Indeed, we claim that $~$\rho(g^{-1})$~$ is an inverse map to $~$\rho(g)$~$. Consider $~$\rho(g^{-1})(\rho(g)(x))$~$. This is precisely $~$\rho(g^{-1})(\rho(g, x))$~$, which is precisely $~$\rho(g^{-1}, \rho(g, x))$~$. By the definition of an action, this is just $~$\rho(g^{-1} g, x) = \rho(e, x) = x$~$, where $~$e$~$ is the group's identity.

We omit the proof that $~$\rho(g)(\rho(g^{-1})(x)) = x$~$, because it is nearly identical.

That is, we have proved that $~$\rho(g)$~$ is in $~$\mathrm{Sym}(X)$~$, where $~$\mathrm{Sym}$~$ is the Symmetric group; equivalently, we can view $~$\rho$~$ as mapping elements of $~$G$~$ into $~$\mathrm{Sym}(X)$~$, as well as our original definition of mapping elements of $~$G \times X$~$ into $~$X$~$.

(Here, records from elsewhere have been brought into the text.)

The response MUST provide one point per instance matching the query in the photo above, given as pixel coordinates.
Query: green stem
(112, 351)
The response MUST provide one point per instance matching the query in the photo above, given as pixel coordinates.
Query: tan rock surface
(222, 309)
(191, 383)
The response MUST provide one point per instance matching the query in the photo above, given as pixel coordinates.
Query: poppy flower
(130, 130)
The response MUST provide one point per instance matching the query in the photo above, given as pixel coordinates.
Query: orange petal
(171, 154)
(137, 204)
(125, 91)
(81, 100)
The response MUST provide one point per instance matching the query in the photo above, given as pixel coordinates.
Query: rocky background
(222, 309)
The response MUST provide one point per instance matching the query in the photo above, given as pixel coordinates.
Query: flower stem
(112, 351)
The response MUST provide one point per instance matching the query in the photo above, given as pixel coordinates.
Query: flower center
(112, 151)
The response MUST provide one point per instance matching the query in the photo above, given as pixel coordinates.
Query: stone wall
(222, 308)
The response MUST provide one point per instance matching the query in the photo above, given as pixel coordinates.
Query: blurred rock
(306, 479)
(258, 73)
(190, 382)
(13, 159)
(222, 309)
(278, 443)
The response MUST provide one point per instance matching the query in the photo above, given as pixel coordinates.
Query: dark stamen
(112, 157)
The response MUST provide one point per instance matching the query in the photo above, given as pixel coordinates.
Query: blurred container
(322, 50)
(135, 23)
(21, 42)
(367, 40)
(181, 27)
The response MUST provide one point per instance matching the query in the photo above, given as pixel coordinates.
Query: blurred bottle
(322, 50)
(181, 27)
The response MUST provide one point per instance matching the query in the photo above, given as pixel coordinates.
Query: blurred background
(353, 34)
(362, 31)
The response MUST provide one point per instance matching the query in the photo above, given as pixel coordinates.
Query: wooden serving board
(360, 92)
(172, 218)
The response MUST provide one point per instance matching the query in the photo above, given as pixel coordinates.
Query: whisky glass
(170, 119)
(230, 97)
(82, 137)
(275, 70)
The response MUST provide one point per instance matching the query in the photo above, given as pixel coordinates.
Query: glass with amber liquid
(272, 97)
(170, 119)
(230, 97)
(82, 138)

$~$\rho$~$ is a homomorphism in this new sense

It turns out that $~$\rho: G \to \mathrm{Sym}(X)$~$ is a homomorphism. It suffices to show that $~$\rho(gh) = \rho(g) \rho(h)$~$, where recall that the operation in $~$\mathrm{Sym}(X)$~$ is composition of permutations.

But this is true: $~$\rho(gh)(x) = \rho(gh, x)$~$ by definition of $~$\rho(gh)$~$; that is $~$\rho(g, \rho(h, x))$~$ because $~$\rho$~$ is a group action; that is $~$\rho(g)(\rho(h, x))$~$ by definition of $~$\rho(g)$~$; and that is $~$\rho(g)(\rho(h)(x))$~$ by definition of $~$\rho(h)$~$ as required.